GlyphPattern: An Abstract Pattern Recognition Benchmark for Vision-Language Models
This addresses the problem of evaluating VLMs on abstract reasoning for researchers, but it is incremental as it focuses on a new benchmark rather than a novel method.
The paper tackles the challenge of abstract pattern recognition in Vision-Language Models (VLMs) by introducing GlyphPattern, a dataset of 954 items from 40 writing systems, and finds that state-of-the-art VLMs like GPT-4o achieve only 55% accuracy.

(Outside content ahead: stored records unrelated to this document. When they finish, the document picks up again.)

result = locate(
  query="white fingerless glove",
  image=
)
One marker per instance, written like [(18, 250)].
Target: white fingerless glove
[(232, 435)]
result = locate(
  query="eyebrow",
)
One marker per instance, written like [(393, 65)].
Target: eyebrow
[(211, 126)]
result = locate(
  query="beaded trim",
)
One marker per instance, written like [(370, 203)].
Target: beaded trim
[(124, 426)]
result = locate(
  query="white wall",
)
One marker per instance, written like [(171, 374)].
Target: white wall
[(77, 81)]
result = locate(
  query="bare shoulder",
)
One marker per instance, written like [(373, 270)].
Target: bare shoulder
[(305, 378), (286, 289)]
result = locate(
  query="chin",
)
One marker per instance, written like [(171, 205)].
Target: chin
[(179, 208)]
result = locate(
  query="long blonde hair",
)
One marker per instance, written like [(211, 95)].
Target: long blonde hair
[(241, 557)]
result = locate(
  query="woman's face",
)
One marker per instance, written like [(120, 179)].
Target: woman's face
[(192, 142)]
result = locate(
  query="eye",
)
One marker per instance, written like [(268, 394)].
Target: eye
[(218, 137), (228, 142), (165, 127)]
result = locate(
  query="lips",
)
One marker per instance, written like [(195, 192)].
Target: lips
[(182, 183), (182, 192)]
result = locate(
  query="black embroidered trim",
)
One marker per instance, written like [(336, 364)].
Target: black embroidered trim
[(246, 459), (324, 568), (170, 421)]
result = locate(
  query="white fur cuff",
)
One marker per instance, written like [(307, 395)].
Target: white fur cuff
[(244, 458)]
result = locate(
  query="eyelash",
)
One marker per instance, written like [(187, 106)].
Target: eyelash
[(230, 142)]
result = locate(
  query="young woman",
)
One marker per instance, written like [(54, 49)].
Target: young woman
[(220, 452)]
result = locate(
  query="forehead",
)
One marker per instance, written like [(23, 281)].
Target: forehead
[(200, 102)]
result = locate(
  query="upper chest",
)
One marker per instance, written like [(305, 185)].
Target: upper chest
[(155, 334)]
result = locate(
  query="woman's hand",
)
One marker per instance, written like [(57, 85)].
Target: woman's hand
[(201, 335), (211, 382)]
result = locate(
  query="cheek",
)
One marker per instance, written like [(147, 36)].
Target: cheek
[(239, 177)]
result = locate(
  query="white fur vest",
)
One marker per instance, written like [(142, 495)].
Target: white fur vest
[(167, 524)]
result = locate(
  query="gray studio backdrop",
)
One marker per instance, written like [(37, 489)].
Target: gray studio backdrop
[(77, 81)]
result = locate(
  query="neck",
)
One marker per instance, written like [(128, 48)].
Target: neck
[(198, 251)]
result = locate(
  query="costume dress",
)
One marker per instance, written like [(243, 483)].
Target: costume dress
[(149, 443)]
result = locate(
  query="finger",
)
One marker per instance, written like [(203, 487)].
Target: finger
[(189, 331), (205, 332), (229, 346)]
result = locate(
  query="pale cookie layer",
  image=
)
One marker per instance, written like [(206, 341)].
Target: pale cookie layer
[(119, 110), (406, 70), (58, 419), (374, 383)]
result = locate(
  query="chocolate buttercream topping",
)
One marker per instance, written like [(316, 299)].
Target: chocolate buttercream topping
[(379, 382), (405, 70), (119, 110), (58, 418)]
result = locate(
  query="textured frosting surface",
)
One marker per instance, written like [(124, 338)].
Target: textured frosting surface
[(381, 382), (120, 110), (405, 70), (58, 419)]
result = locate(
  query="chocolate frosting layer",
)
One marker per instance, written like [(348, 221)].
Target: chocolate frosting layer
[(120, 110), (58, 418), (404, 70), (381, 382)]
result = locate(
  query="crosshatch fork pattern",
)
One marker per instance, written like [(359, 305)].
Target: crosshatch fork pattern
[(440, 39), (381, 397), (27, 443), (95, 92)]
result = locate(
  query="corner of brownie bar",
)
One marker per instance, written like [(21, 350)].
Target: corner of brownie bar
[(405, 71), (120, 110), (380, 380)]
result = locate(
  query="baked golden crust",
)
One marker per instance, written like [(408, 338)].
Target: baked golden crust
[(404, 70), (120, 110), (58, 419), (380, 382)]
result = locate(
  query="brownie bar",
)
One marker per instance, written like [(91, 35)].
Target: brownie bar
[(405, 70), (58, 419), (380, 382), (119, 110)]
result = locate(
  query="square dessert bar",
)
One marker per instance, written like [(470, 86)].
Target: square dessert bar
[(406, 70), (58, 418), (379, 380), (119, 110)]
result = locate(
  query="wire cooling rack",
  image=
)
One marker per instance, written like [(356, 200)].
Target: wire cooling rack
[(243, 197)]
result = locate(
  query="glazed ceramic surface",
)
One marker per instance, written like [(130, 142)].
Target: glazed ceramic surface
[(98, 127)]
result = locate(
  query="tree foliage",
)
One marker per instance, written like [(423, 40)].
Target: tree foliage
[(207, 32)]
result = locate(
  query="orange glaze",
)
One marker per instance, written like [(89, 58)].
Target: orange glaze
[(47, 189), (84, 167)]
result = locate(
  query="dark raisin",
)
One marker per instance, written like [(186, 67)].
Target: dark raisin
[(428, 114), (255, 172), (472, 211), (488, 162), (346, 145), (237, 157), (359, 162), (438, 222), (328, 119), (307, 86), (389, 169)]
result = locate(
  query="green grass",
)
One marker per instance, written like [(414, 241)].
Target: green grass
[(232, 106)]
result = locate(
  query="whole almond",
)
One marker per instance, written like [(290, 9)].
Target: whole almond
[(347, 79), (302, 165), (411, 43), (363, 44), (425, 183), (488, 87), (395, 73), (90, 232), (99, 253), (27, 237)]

Vision-Language Models (VLMs) building upon the foundation of powerful large language models have made rapid progress in reasoning across visual and textual data. While VLMs perform well on vision tasks that they are trained on, our results highlight key challenges in abstract pattern recognition. We present GlyphPattern, a 954 item dataset that pairs 318 human-written descriptions of visual patterns from 40 writing systems with three visual presentation styles. GlyphPattern evaluates abstract pattern recognition in VLMs, requiring models to understand and judge natural language descriptions of visual patterns. GlyphPattern patterns are drawn from a large-scale cognitive science investigation of human writing systems; as a result, they are rich in spatial reference and compositionality. Our experiments show that GlyphPattern is challenging for state-of-the-art VLMs (GPT-4o achieves only 55% accuracy), with marginal gains from few-shot prompting. Our detailed error analysis reveals challenges at multiple levels, including visual processing, natural language understanding, and pattern generalization.